Nov 9, 2023 by Sébastien Mitea | 1373 views
ArangoDB Graph database Network analysis and visualization Python
https://cylab.be/blog/299/first-steps-with-a-graph-database-using-python-and-arangodb
In this post we introduce the basics of a graph database and how to access it from Python. The database system used for storing and querying the data is ArangoDB, which was briefly described in a previous blog post. The Python driver of choice, as referenced in the official documentation, is Python-Arango; which can be accessed via its GitHub page.
For the purposes of this introduction, we installed the free and single instance Community Edition which can be downloaded here on a Linux (Ubuntu) machine. The instructions for installation via the package manager using apt-get
can be found here.
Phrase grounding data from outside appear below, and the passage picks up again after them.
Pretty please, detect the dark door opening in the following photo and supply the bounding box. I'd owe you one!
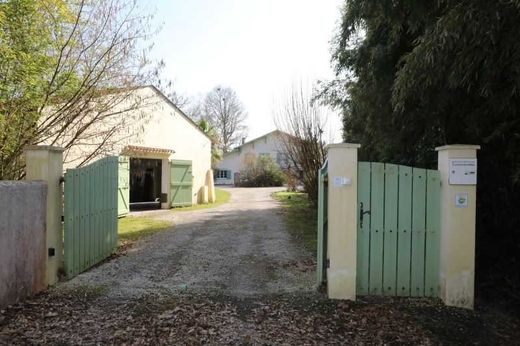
[130,158,162,210]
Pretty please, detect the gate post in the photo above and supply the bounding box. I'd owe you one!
[326,143,361,300]
[24,145,64,286]
[436,145,480,309]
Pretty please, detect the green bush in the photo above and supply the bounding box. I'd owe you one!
[239,155,285,187]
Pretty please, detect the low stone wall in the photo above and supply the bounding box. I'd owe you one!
[0,181,47,308]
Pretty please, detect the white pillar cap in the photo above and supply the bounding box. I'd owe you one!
[24,145,65,152]
[435,144,480,151]
[326,143,361,151]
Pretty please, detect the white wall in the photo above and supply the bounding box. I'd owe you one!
[215,131,286,185]
[57,86,211,206]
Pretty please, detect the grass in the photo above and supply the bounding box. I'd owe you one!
[117,189,230,244]
[118,216,173,243]
[272,191,317,254]
[172,188,231,212]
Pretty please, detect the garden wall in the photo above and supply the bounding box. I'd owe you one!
[0,181,47,308]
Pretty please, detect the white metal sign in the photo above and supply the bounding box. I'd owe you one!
[333,176,352,187]
[449,159,477,185]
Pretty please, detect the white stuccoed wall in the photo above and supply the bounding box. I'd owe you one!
[215,131,286,185]
[55,86,211,206]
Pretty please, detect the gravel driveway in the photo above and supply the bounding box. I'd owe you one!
[65,187,315,299]
[2,188,518,345]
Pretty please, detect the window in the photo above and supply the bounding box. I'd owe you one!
[276,152,290,167]
[215,170,231,179]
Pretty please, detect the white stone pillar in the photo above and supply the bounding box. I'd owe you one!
[206,169,216,203]
[326,143,361,300]
[24,145,64,286]
[436,145,480,309]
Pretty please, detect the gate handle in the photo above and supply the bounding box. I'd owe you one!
[360,202,371,228]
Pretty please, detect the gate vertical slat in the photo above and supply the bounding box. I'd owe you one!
[91,162,97,263]
[316,162,327,285]
[356,162,371,294]
[411,168,427,297]
[383,164,399,296]
[88,165,94,267]
[82,168,88,269]
[64,170,74,278]
[369,162,385,295]
[111,157,118,249]
[316,167,324,285]
[397,165,413,296]
[425,170,441,296]
[80,170,85,270]
[97,161,102,259]
[103,160,109,258]
[74,170,81,276]
[84,166,90,268]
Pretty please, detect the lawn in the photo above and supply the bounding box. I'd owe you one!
[118,189,230,244]
[172,188,231,212]
[272,191,317,254]
[118,216,172,243]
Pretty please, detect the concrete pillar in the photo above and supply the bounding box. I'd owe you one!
[326,143,361,300]
[199,186,209,204]
[24,145,64,286]
[206,169,216,203]
[436,145,480,309]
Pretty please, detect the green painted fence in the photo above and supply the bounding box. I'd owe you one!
[63,156,119,279]
[317,160,328,285]
[170,160,193,207]
[357,162,441,297]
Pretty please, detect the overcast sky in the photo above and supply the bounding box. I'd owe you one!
[148,0,344,141]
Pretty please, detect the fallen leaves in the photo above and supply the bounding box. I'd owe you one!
[1,291,519,345]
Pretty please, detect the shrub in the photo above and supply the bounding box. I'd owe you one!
[239,155,285,187]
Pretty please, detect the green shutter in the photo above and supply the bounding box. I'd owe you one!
[170,160,193,207]
[118,156,129,217]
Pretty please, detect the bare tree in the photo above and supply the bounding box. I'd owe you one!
[0,0,167,178]
[275,84,328,203]
[202,86,248,152]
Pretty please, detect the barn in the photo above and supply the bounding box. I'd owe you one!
[55,86,213,214]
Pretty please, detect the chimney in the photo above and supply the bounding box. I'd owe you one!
[241,137,246,145]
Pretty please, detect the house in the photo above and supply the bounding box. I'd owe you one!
[214,130,289,185]
[52,86,213,212]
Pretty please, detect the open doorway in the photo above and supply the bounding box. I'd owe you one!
[129,158,162,210]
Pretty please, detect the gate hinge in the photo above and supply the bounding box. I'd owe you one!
[326,259,330,268]
[59,176,65,184]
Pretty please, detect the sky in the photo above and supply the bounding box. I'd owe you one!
[148,0,344,142]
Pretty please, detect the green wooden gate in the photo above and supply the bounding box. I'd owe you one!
[170,159,193,207]
[357,162,441,297]
[64,156,119,279]
[317,160,329,285]
[118,156,129,217]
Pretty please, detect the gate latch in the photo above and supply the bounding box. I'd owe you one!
[359,202,371,228]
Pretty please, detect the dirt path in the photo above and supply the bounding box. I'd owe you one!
[1,188,519,345]
[65,187,314,299]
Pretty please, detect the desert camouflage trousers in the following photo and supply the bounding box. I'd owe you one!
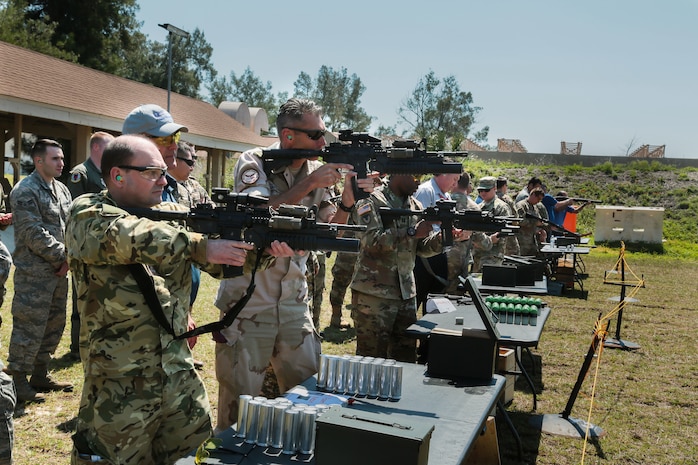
[71,369,212,464]
[7,270,68,373]
[0,372,15,465]
[351,290,417,363]
[214,310,321,432]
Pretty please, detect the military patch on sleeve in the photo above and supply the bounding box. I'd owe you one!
[241,168,260,185]
[70,172,83,183]
[357,202,373,224]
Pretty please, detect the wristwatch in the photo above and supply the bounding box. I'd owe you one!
[406,226,417,237]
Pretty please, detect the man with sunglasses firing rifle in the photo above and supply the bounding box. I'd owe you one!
[65,134,293,464]
[213,98,378,432]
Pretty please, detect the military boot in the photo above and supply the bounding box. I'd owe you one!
[12,372,45,403]
[30,366,74,393]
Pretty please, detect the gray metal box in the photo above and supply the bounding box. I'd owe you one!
[315,406,434,465]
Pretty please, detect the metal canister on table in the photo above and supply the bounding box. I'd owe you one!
[281,408,300,454]
[390,364,403,401]
[316,354,329,390]
[357,359,371,397]
[325,355,338,393]
[236,394,253,437]
[269,403,287,449]
[298,408,318,455]
[244,399,262,444]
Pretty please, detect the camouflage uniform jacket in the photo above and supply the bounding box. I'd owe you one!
[514,199,549,253]
[179,177,213,208]
[9,170,71,270]
[68,158,104,199]
[350,184,442,301]
[215,144,335,325]
[478,196,511,261]
[66,192,236,378]
[497,191,516,213]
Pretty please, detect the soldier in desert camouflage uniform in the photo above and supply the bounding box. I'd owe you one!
[515,187,549,256]
[214,98,377,432]
[65,135,291,464]
[350,174,444,362]
[6,139,73,403]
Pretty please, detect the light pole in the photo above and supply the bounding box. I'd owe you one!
[158,23,190,112]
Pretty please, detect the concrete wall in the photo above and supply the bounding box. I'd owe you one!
[469,151,698,169]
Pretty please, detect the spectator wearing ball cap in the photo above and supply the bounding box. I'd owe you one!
[122,104,188,203]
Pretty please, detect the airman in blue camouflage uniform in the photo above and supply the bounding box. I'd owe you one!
[6,139,73,403]
[350,175,443,362]
[65,135,289,464]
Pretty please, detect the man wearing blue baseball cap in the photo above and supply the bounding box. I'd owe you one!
[122,104,187,202]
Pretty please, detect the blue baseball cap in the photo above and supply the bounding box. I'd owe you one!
[122,104,188,137]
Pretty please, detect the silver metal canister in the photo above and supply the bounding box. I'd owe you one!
[390,364,403,401]
[298,408,317,455]
[244,399,262,444]
[368,360,382,398]
[236,394,253,437]
[357,359,372,397]
[334,356,349,393]
[325,356,338,393]
[256,401,274,446]
[316,354,329,390]
[379,362,394,400]
[346,357,361,395]
[269,403,287,449]
[281,408,300,454]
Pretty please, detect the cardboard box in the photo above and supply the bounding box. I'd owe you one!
[497,348,516,405]
[315,406,434,465]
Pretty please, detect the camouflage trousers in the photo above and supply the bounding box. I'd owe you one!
[0,372,15,465]
[351,290,417,363]
[214,311,321,431]
[7,270,68,373]
[306,252,327,327]
[0,242,11,308]
[71,369,212,464]
[329,251,357,310]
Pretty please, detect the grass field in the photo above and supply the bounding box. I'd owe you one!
[1,247,697,464]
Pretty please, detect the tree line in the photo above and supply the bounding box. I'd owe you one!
[0,0,489,150]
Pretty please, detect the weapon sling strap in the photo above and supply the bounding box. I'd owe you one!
[127,248,264,341]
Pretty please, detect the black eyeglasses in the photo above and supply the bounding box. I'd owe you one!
[176,156,195,167]
[285,127,326,141]
[118,165,167,181]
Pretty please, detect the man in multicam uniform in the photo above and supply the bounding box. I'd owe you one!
[350,174,443,362]
[67,131,115,360]
[496,176,521,256]
[515,187,549,256]
[214,98,376,431]
[65,135,291,464]
[170,141,213,208]
[445,173,493,292]
[6,139,73,403]
[472,176,511,272]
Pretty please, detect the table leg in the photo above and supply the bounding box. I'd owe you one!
[515,349,537,411]
[497,399,523,460]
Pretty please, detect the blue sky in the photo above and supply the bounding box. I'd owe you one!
[137,0,697,158]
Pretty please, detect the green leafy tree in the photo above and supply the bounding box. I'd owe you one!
[208,67,287,130]
[17,0,142,74]
[0,0,77,60]
[126,28,217,99]
[398,70,489,150]
[293,66,373,132]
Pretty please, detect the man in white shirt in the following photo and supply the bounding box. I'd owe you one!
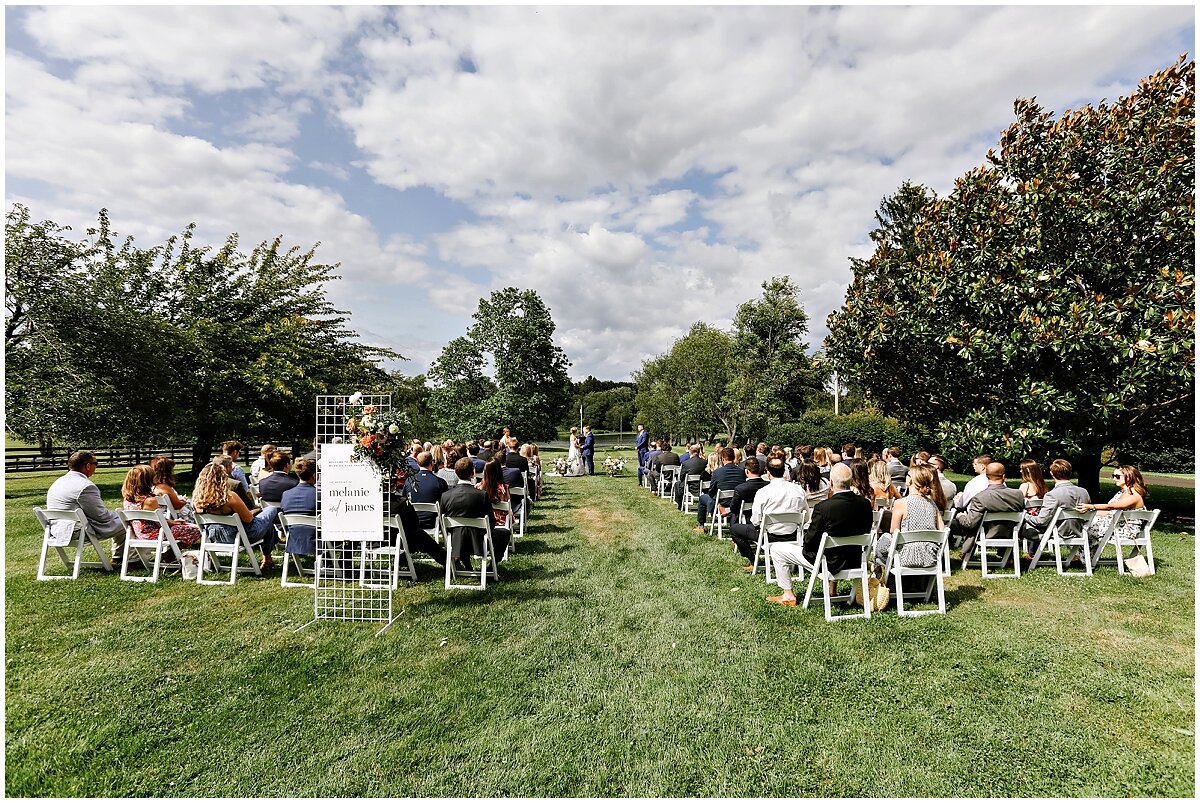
[728,457,808,569]
[953,453,992,509]
[45,450,126,564]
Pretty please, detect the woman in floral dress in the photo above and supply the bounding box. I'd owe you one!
[121,464,201,546]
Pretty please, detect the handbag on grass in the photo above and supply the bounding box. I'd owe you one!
[1124,554,1153,577]
[854,564,891,612]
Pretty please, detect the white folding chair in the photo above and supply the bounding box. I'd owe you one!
[882,528,949,617]
[657,465,680,500]
[411,501,443,544]
[443,515,499,590]
[359,515,418,589]
[509,486,528,540]
[799,531,875,622]
[1045,508,1099,576]
[194,512,265,585]
[1106,509,1160,575]
[1025,507,1092,572]
[960,511,1025,578]
[870,509,885,535]
[277,512,317,589]
[752,511,805,583]
[117,508,185,583]
[681,476,707,515]
[34,507,114,580]
[707,489,738,539]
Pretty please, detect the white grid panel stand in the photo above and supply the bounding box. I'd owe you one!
[309,394,397,633]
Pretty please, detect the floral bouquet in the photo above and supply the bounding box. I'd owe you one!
[604,457,625,477]
[343,392,411,480]
[553,457,569,476]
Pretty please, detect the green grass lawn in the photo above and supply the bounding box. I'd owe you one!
[5,461,1195,796]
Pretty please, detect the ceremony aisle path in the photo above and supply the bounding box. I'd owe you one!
[4,465,1196,796]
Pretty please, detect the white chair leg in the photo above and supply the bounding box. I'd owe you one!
[895,572,906,617]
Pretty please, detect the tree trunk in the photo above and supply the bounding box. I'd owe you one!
[1073,446,1105,504]
[191,431,217,479]
[37,433,53,458]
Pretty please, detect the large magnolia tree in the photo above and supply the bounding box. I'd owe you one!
[826,58,1195,498]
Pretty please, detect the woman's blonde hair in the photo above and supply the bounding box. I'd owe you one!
[192,463,230,512]
[813,446,829,466]
[868,458,891,492]
[908,464,947,510]
[121,464,155,503]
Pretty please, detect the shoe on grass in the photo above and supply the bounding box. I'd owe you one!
[766,594,797,607]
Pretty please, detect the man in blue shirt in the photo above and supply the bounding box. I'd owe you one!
[694,447,745,532]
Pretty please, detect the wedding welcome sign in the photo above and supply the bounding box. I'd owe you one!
[320,443,384,542]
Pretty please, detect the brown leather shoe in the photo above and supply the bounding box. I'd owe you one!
[742,565,755,572]
[767,594,797,606]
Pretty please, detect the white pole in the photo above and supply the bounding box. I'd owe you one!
[833,370,840,416]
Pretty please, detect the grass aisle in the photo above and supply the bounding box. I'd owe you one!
[5,467,1195,796]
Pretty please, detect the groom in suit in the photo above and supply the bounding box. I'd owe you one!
[635,424,649,471]
[582,425,596,475]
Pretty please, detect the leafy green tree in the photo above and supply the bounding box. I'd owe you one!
[5,205,395,472]
[826,58,1195,497]
[427,288,571,441]
[634,322,735,443]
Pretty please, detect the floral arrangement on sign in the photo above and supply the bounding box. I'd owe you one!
[553,457,569,476]
[343,391,411,480]
[604,457,625,477]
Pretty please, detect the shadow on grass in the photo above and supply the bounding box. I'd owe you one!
[513,540,576,556]
[946,583,985,609]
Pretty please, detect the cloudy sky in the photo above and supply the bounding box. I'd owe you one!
[5,5,1193,380]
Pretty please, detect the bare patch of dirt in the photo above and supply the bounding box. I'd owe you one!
[572,506,638,544]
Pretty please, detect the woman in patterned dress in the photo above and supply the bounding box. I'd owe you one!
[875,465,946,569]
[121,464,201,546]
[1079,465,1149,548]
[476,459,511,528]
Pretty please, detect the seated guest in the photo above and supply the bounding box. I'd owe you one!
[476,459,512,529]
[950,461,1024,558]
[885,447,907,487]
[1018,459,1048,512]
[728,457,769,524]
[520,443,540,500]
[1078,465,1148,550]
[478,440,495,462]
[814,447,833,481]
[928,455,959,510]
[505,443,530,480]
[121,464,201,546]
[403,452,449,529]
[953,454,992,509]
[796,461,831,508]
[435,448,460,487]
[280,457,319,558]
[1022,458,1090,555]
[674,444,709,509]
[639,440,661,485]
[212,454,255,510]
[257,451,299,503]
[868,458,902,531]
[840,443,857,468]
[468,442,486,475]
[221,440,250,492]
[150,455,194,521]
[848,458,872,499]
[729,457,807,569]
[46,450,128,563]
[651,442,681,494]
[250,443,274,481]
[797,444,814,464]
[875,465,945,569]
[768,463,873,606]
[193,462,280,569]
[441,457,511,569]
[693,447,744,531]
[384,468,453,568]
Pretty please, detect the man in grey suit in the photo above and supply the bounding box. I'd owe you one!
[885,447,908,487]
[950,461,1025,559]
[45,450,127,563]
[1022,458,1091,554]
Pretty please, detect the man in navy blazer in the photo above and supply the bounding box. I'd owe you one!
[635,424,649,472]
[403,452,449,529]
[581,425,596,475]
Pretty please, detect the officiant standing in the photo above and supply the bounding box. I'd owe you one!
[635,424,649,472]
[582,425,596,476]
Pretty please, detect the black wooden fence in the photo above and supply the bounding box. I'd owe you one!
[4,444,200,474]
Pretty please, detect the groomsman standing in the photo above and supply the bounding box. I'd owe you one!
[582,425,596,475]
[635,424,649,472]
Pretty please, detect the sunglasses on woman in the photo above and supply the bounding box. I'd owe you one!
[1112,473,1123,480]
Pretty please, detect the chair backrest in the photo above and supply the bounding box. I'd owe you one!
[411,501,440,516]
[1024,497,1042,510]
[1117,508,1159,536]
[715,488,736,502]
[195,512,253,544]
[662,465,680,478]
[760,511,805,533]
[34,507,89,538]
[278,512,318,534]
[117,507,173,538]
[892,528,947,549]
[822,531,874,550]
[491,500,512,514]
[443,515,492,534]
[978,510,1023,536]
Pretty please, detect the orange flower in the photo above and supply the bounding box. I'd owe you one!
[363,404,377,415]
[346,417,358,432]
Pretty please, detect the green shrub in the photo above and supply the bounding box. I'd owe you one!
[765,409,924,457]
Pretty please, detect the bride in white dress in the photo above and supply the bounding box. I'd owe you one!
[567,427,585,476]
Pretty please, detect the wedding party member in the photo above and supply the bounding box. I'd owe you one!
[582,425,596,475]
[150,455,193,520]
[567,428,585,477]
[1022,459,1090,553]
[635,424,650,469]
[949,462,1024,557]
[728,457,769,524]
[403,452,449,529]
[769,463,873,606]
[875,465,945,569]
[280,458,319,557]
[257,451,299,503]
[120,464,201,546]
[250,444,274,481]
[441,457,510,569]
[221,440,250,492]
[1078,465,1149,549]
[46,450,127,561]
[193,462,280,569]
[729,458,807,568]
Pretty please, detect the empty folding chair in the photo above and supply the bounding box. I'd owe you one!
[277,512,318,589]
[798,530,875,622]
[960,511,1025,578]
[752,511,806,584]
[194,512,265,585]
[1106,509,1160,575]
[707,489,738,540]
[34,507,113,580]
[882,528,950,617]
[443,515,499,591]
[359,515,418,589]
[117,508,185,583]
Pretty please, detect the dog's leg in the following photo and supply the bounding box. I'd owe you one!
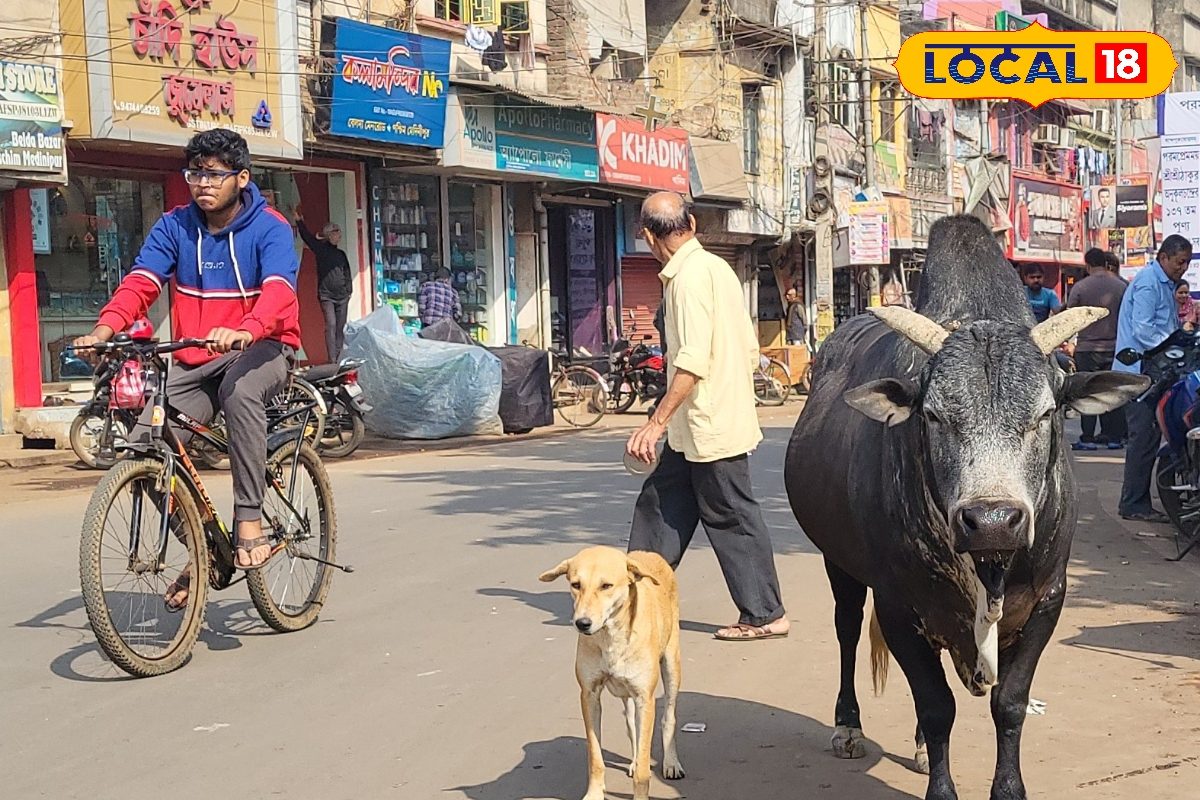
[624,697,638,778]
[660,639,685,780]
[632,692,656,800]
[581,688,606,800]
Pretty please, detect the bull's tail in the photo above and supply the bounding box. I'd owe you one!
[869,607,890,696]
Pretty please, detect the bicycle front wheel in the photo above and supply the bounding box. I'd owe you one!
[79,458,209,677]
[247,441,337,632]
[755,360,792,406]
[553,367,608,428]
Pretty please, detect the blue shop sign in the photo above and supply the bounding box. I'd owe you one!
[330,19,451,148]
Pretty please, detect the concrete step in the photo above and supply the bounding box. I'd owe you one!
[0,448,77,469]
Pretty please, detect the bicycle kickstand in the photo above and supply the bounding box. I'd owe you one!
[291,550,355,573]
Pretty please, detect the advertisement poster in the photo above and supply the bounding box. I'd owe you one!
[1009,174,1084,264]
[848,200,890,265]
[28,187,51,253]
[330,19,451,148]
[0,59,65,179]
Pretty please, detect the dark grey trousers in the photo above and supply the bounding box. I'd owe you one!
[628,445,785,626]
[137,341,290,522]
[320,298,349,363]
[1076,350,1127,441]
[1119,398,1160,517]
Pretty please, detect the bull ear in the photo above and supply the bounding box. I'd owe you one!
[1061,371,1150,415]
[844,378,919,426]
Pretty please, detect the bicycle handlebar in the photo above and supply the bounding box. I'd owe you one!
[71,338,247,356]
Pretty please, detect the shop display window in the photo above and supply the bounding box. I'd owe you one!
[371,174,441,336]
[448,182,495,344]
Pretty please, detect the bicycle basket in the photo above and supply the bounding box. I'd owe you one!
[109,359,148,410]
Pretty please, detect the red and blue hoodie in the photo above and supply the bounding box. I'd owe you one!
[97,182,301,366]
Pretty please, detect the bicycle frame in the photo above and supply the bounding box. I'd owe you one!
[117,347,325,591]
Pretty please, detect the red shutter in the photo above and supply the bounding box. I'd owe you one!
[620,255,663,345]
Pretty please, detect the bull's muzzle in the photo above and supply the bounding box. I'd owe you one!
[952,501,1028,554]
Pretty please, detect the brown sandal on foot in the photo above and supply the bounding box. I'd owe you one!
[234,535,275,571]
[164,574,190,613]
[713,623,789,642]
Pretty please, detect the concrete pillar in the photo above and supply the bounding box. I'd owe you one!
[2,189,42,409]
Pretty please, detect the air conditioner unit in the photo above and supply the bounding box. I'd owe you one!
[1033,124,1061,145]
[1058,128,1077,149]
[1092,108,1112,132]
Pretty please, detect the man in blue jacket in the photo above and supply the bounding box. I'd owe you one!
[1113,234,1194,522]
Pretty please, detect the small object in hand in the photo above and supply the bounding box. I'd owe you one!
[624,448,658,476]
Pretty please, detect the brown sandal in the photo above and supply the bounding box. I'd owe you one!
[713,623,789,642]
[164,573,190,613]
[234,535,275,571]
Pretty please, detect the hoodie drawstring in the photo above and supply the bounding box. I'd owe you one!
[229,229,248,302]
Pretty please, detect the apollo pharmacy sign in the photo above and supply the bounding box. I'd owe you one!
[596,113,689,192]
[894,23,1176,107]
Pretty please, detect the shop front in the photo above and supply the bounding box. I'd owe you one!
[1,50,67,419]
[1008,172,1085,296]
[441,87,605,350]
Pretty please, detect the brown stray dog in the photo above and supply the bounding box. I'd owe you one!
[540,546,684,800]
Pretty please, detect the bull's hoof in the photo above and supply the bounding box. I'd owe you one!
[914,746,931,775]
[831,725,867,759]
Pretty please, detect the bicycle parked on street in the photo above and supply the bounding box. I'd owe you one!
[523,341,610,428]
[75,334,351,678]
[753,355,793,406]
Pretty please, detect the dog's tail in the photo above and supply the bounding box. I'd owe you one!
[869,606,890,696]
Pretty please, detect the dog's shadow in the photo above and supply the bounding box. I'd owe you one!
[447,691,918,800]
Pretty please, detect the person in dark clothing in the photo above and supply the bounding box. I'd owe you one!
[784,287,807,346]
[294,210,353,362]
[1068,247,1128,450]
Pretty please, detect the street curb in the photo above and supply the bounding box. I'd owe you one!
[0,450,79,469]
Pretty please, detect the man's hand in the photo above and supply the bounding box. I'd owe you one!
[206,327,253,354]
[626,417,666,465]
[72,325,115,356]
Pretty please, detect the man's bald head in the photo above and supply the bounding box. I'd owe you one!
[640,192,695,263]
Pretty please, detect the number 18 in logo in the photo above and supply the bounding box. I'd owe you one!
[1095,43,1148,83]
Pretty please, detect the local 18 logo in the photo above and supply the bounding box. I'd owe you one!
[894,23,1176,108]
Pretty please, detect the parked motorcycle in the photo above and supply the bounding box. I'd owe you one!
[295,358,372,458]
[1117,330,1200,560]
[606,337,666,414]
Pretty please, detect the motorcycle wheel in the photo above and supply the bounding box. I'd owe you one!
[70,411,130,470]
[1156,455,1197,542]
[319,399,366,459]
[189,438,231,470]
[609,380,638,414]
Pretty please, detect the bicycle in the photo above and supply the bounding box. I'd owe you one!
[76,335,351,678]
[753,356,793,406]
[551,351,609,428]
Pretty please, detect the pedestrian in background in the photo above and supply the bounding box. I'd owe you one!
[1022,264,1061,322]
[1105,251,1127,283]
[626,191,788,642]
[1114,235,1194,523]
[1176,280,1198,332]
[784,286,807,347]
[1068,248,1128,451]
[418,268,462,328]
[294,209,353,362]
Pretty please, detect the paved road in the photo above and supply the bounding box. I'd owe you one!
[1,412,1198,799]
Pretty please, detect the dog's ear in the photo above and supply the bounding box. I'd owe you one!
[627,559,660,585]
[539,559,571,582]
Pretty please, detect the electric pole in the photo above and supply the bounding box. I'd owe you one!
[858,0,880,306]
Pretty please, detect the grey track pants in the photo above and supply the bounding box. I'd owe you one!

Upon successful completion of the installation, a server daemon can be launched via the command line by running:
arangod
This also starts a web interface that is reachable by default at localhost:8529
(see screenshot below). It is the most straightforward way to access server performance data, to perform administration tasks of databases, collections and users, as well as to query the data.
One database is automatically initialized, _system
, which is accessible by the root
user and cannot be deleted. It is the database one needs to connect to in order to create, delete or modify any other one. The active user and database can be seen in the top right corner of the web interface.
As indicated above, Python-Arango is the official driver for database administration and data manipulation from within the Python ecosystem. Assuming we are already inside our python environment, we install the driver with:
python -m pip install python-arango
In the following code snippet, we connect to the _system
database and perform some basic tasks.
# Load libraries
from arango import ArangoClient
from pprint import pprint # standard library for pretty printing
# Initialize some variables
client = ArangoClient(hosts='http://localhost:8529')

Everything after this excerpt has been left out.